It’s that time of year again, the clocks are changing and we all want to know if it means we get an extra hour in bed or not? Well luckily, we do but why do the clocks change anyway? How did this tradition start?
Daylight Savings Time: Whose idea was it?
William Willett was the man who introduced the idea of Daylight Saving Time, in 1907. His idea was to prevent people from wasting vital hours of light during summer mornings by starting the day earlier, making the mornings darker but creating longer evenings. Unfortunately for him, his idea wasn’t adopted until after his death. The clocks were first put forward in Germany on April 30, 1916 when the clocks were put forward one hour at 11pm. Britain followed suit a month later on May 21. The two nations were at war and the in change in time was used in order to save fuel and give people more time to work in the fields.
When do the clock go back then?
On the last Sunday in October (30.10.2016) 2am morning is when we revert back to Greenwich Mean Time (GMT) from Daylight Savings Time (DST). This marks the official end of British summertime but the change comes with some bonuses.
First of all, we get an extra hour in bed! Also, the mornings will also be lighter, which is good for children traveling to school and for morning workers such as farmers and postmen. However the main down side is that the evenings will be darker. So when you get home from work, it will be dark and you will need to have your lights on all night.
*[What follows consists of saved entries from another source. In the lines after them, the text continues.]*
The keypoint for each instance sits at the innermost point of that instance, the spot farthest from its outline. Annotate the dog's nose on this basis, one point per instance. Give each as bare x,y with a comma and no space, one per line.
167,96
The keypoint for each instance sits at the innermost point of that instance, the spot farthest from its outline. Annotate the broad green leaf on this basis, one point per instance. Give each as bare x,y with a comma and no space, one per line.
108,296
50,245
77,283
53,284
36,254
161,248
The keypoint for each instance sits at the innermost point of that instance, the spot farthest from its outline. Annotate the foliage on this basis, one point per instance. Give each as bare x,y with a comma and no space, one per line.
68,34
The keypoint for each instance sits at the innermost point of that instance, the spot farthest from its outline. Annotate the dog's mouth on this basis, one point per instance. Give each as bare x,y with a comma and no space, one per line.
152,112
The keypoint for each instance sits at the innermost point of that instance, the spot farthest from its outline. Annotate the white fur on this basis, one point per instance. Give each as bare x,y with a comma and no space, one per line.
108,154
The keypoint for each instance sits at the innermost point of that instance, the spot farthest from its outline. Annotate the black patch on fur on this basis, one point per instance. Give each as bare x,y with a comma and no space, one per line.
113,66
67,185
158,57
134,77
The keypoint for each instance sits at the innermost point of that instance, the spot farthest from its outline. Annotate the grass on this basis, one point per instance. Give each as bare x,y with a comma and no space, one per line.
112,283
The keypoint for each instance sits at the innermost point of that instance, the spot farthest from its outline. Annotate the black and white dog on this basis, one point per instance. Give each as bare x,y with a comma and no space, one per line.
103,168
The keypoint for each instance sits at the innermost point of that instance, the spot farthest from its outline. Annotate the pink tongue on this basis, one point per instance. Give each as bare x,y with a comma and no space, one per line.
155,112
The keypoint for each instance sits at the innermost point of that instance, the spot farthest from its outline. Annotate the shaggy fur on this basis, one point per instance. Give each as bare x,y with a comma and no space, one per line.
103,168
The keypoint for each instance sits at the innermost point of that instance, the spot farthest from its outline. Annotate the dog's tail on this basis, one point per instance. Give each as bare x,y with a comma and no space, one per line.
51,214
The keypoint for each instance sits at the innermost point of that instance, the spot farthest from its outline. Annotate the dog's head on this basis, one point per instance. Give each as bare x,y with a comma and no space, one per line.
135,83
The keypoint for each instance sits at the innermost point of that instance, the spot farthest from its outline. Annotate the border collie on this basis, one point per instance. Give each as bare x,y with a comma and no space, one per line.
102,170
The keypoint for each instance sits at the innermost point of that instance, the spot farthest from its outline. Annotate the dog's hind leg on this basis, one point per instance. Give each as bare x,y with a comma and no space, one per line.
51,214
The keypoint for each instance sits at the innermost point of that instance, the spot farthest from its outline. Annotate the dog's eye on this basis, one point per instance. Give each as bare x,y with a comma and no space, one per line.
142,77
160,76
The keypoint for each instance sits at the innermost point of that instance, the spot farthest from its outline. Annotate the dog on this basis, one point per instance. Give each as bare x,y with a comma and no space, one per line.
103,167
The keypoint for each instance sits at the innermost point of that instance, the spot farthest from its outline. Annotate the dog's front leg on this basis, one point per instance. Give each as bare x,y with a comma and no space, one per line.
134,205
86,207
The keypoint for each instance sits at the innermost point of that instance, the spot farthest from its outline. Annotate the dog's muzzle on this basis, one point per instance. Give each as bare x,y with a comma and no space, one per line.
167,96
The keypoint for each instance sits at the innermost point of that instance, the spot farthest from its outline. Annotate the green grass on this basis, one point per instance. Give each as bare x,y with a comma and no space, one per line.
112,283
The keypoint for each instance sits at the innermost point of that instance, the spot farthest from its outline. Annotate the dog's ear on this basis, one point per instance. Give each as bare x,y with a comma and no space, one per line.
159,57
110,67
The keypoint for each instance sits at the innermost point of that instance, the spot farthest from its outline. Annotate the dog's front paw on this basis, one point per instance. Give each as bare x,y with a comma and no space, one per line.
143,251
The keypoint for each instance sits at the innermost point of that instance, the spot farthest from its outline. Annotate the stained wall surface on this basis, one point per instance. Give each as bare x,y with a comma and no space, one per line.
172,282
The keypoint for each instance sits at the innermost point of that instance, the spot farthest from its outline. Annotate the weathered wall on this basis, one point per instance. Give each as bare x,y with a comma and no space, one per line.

Do I need to change the time on my device?
Most ‘smart devices’ will change the time automatically so you don’t need to. So devices that connect to the internet or a cellular network, such as phones, laptops and tablets will update themselves. Appliances such as microwaves, ovens and bedside digital clocks will usually need to be adjusted. Likewise, if you have a traditional wind up watch or a battery operated clock don’t forget to change these too.
When will it be light again?
We won’t see lighter nights again until March 26th 2017. The clocks wind forward again at 1am, and British Summer Time begins. So you will be using your lights for 5 or 6 hours a night, everyday until this time. If you have switched to LED bulbs you will be using around 80% less energy than traditional halogen bulbs, saving a huge amount off your energy bills.